Dipinti “paladini”, scolpiti “liberatori”, narrati quali “eroi”: la verità, è che vili traditori e barbari aguzzini, loro furono. Assassino, sì, il rosso partigiano: è questo, quello che lui fu.

“La vita, la sventura, l’isolamento, l’abbandono, la povertà, sono campi di battaglia che hanno i loro eroi, eroi oscuri a volte più grandi degli eroi illustri”: il pensiero di Victor Hugo. Perché oscuri, umiliati, dimenticati sono stati gli eroi ed eroine di questo cupo giorno e dei suoi pregressi mesi. Ma lo sapete bene, cari lettori: i veri e soli eroi, furono le vittime della partigiana furia omicida. Una lista tanto, troppo lunga per poter esser letta tutta. Ad ogni nome, una storia. Ad ogni storia, un epilogo atroce. Uomini e donne, soprattutto, rapite e serialmente stuprate. Profanate nel loro intimo: sia esso del corpo, sia esso del cuore. Madri e figlie: strappate ai loro cari. Strappate, alla loro stessa vita.

“Liberazione” è parola assai nobile e bella. “Libertà” è conquista, “libertà” è vittoria. La verità, è che dal ’44 e fin oltre la fine della guerra, lo sporco rosso partigiano sparse sangue, distruzione e morte: voi, cari lettori, definireste “Liberazione” tutto questo? Chi vi scrive, certo che no.

25 aprile e decenni di omertà, di fare mafioso. Eccidi, crimini partigiani tutti (dal primo squallido al lurido ultimo), occultati come prove schiaccianti da far sparire in fretta. Giorgio Napolitano, così disse nel maggio 2006. Primo messaggio al Parlamento:” Zone d’ombra, eccessi, aberrazioni…”. Questa, la mattanza partigiana, per il Napolitano Giorgio: corta memoria o vile omertà? La storia, ha già risposto. La verità, si è anche espressa.

Connivente il PCI: con la sua altezzosa “egemonia culturale”, la sua arrogante superiorità. Regista di “film muti” quando, i “neorealisti” copioni, erano assai scabrosi.

I partigiani comunisti erano (e restano), presunti eroi e fasulli liberatori: quale peggior ipocrisia, del voler sostituire una dittatura con un’altra? L’arte dell’inganno, è filo “rosso” della loro infame storia.

Anna Maria Bacchi, per esempio. Nome da scovare nella cronaca nascosta. Nome da ricordare: col rispetto, che  tutto le è dovuto.

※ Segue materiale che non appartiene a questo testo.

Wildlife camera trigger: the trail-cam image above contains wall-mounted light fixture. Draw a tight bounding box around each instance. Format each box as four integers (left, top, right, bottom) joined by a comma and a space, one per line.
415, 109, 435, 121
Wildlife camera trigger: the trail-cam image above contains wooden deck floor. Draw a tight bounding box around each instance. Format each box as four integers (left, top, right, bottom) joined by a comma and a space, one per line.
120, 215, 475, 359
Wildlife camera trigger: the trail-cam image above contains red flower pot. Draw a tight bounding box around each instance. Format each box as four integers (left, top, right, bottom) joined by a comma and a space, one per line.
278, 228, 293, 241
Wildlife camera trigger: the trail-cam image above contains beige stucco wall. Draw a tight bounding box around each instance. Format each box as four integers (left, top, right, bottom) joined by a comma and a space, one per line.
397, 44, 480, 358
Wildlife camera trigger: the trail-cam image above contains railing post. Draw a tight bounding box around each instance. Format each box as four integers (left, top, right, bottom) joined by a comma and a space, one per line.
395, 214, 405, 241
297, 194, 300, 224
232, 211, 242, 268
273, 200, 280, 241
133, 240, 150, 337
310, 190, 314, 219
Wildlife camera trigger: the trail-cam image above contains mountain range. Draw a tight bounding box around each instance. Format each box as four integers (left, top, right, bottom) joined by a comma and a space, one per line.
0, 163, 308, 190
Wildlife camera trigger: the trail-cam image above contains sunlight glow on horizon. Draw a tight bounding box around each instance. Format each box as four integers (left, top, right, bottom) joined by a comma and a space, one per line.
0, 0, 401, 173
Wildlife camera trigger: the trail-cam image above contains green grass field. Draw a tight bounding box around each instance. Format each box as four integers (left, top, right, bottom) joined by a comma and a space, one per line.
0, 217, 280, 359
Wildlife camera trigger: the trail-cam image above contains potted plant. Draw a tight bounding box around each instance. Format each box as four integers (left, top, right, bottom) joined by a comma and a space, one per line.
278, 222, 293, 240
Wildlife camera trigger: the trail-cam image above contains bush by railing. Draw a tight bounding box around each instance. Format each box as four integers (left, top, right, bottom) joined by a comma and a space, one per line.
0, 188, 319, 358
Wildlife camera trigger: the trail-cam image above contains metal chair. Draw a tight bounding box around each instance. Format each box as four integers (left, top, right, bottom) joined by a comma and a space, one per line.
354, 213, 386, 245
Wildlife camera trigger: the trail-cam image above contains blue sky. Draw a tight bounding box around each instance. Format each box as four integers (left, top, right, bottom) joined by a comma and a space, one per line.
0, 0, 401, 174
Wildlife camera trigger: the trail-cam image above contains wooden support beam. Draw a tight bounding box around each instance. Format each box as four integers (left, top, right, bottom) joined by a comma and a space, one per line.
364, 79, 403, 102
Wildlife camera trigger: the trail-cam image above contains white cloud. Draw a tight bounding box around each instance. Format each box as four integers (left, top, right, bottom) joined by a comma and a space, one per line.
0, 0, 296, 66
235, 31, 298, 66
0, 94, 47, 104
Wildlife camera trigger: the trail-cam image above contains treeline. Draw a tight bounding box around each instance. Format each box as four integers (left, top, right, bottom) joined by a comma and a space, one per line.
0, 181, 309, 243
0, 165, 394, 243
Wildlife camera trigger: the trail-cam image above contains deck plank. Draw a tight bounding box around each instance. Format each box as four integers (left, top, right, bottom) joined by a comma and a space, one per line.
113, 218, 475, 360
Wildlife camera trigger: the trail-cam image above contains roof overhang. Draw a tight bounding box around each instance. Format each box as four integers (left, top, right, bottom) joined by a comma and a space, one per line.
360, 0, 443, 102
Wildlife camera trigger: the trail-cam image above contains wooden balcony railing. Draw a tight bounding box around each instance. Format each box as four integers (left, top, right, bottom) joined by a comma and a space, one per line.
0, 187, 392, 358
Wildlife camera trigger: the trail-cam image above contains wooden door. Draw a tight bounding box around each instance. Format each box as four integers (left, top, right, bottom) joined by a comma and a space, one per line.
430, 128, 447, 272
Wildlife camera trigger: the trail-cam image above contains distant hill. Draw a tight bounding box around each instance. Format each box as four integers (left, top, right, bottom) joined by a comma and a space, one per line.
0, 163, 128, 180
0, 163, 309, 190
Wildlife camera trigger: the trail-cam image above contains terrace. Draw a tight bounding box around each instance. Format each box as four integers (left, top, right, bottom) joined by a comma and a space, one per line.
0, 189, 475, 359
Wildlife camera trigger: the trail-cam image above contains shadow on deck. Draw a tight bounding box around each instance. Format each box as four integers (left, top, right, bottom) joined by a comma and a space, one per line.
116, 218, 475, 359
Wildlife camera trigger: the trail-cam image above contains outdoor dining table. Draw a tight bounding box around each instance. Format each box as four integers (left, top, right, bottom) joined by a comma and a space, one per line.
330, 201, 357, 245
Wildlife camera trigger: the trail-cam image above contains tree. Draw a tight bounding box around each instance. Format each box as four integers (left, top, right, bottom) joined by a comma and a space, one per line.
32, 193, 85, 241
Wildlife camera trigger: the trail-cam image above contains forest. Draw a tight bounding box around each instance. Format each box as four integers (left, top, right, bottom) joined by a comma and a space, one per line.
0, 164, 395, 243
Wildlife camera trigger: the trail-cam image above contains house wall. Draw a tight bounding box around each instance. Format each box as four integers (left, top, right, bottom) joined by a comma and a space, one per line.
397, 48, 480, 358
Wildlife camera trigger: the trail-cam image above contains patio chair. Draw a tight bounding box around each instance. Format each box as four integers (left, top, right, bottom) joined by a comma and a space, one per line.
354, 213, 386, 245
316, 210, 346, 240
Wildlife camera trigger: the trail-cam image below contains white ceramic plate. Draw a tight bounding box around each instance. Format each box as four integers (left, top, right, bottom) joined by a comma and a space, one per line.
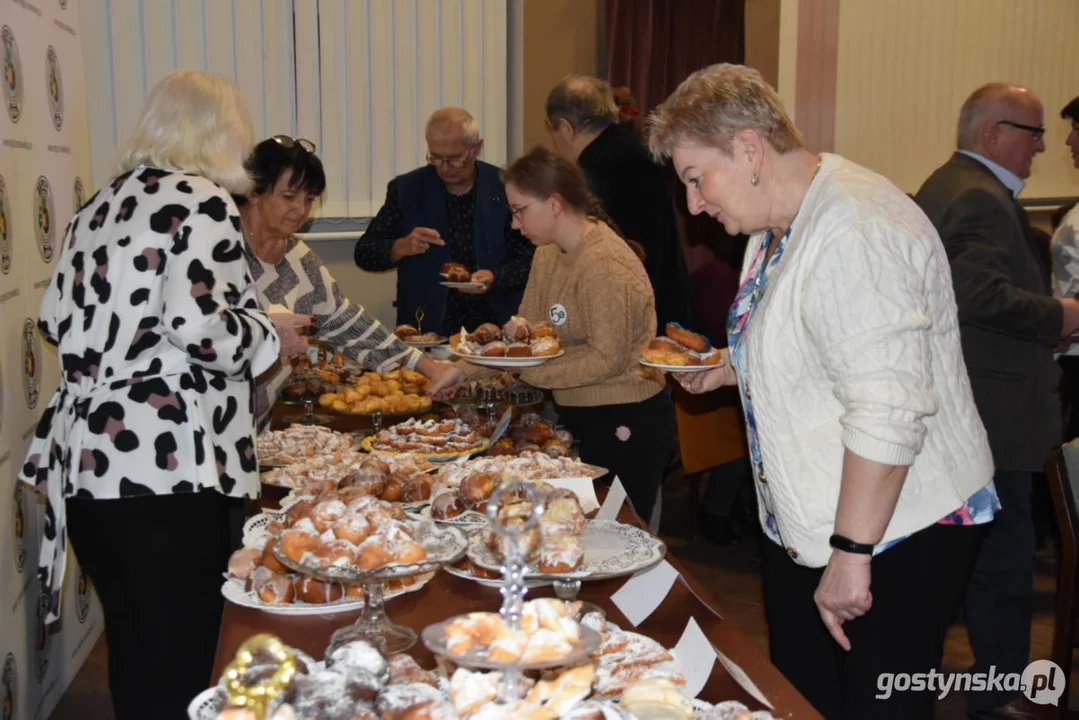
450, 350, 565, 368
468, 520, 667, 581
439, 280, 484, 290
421, 617, 600, 670
442, 565, 555, 589
221, 572, 435, 615
401, 338, 446, 350
641, 361, 726, 372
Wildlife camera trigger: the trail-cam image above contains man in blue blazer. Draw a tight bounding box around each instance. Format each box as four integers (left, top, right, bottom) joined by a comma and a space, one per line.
354, 108, 534, 335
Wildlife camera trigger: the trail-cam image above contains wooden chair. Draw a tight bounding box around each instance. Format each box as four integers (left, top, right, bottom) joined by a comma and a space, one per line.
1046, 440, 1079, 719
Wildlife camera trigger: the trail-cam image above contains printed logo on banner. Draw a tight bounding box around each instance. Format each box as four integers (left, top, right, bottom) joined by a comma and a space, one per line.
13, 478, 26, 574
74, 568, 90, 624
72, 175, 86, 215
45, 45, 64, 130
23, 317, 41, 410
33, 175, 56, 262
0, 175, 11, 275
33, 590, 51, 682
0, 652, 18, 720
0, 25, 23, 122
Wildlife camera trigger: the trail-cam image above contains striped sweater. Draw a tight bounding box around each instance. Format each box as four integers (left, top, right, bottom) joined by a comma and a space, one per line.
244, 237, 421, 425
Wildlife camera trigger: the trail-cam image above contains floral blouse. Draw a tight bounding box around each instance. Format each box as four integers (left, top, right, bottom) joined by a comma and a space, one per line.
727, 229, 1000, 555
21, 166, 279, 622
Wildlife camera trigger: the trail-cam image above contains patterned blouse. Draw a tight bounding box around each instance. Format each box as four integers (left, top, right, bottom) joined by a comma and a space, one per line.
19, 166, 279, 622
356, 180, 533, 329
244, 237, 420, 424
727, 229, 1000, 555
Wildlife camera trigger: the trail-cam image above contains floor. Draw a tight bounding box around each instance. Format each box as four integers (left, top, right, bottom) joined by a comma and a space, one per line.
52, 484, 1079, 720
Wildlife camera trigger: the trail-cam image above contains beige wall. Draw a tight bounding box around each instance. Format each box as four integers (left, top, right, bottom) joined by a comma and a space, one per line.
313, 0, 612, 325
746, 0, 782, 87
521, 0, 606, 150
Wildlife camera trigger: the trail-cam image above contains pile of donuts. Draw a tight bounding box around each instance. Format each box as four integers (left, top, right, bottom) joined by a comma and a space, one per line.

26 anni, laureanda in medicina, assassinata dai “liberatori partigiani” il 6 aprile 1945. Lei, la politica, non la seguiva. Ma Gianfranco, sì: fratello di Anna Maria, diventato Ufficiale della Guardia Nazionale Repubblichina. Informata di un grave ferimento del fratello (partigiana, vile bugia), cadde in quel fatale inganno. Tre individui, l’irretirono. E poi, scomparve. Cosa ne fu di Anna Maria? Della devota sorella del presunto ferito? Il suo corpo, ritrovato due anni dopo nel campo di Villa Freto (Modena). Tre, gli assassini. Le bestie del tranello. Eccone i nomi: Cesare Cavalcanti, Enzo Leonardi, Giancarlo Zagni. “Ordine di esecuzioni dai Capi”, dissero poi. Perché, il pesce, puzza sempre dalla testa.

Oltre un centinaio, nel solo modenese, furono le donne trucidate. Come Rosaria Bertacchi Paltrinieri (segretaria del Fascio femminile repubblicano) e Jolanda Pignati. Prelevate dalle rispettive abitazioni, poi stuprate di fronte a mariti e figli. Condotte, infine, vicino al cimitero e seppellite vive.

Non sono “solo esempi”: ma testimonianze, voci zittite, urla strozzate. La chiamano “Liberazione”, cari lettori. Un elenco di vittime così lungo che è impossibile da analizzare, da raccontare. Il 25 aprile è data simbolo, è vero. Ma di lutto, di vergogna. Di barbarie e atrocità. Ma, cari lettori: ancor oggi, c’è chi chiama tutto questo “Libertà!”.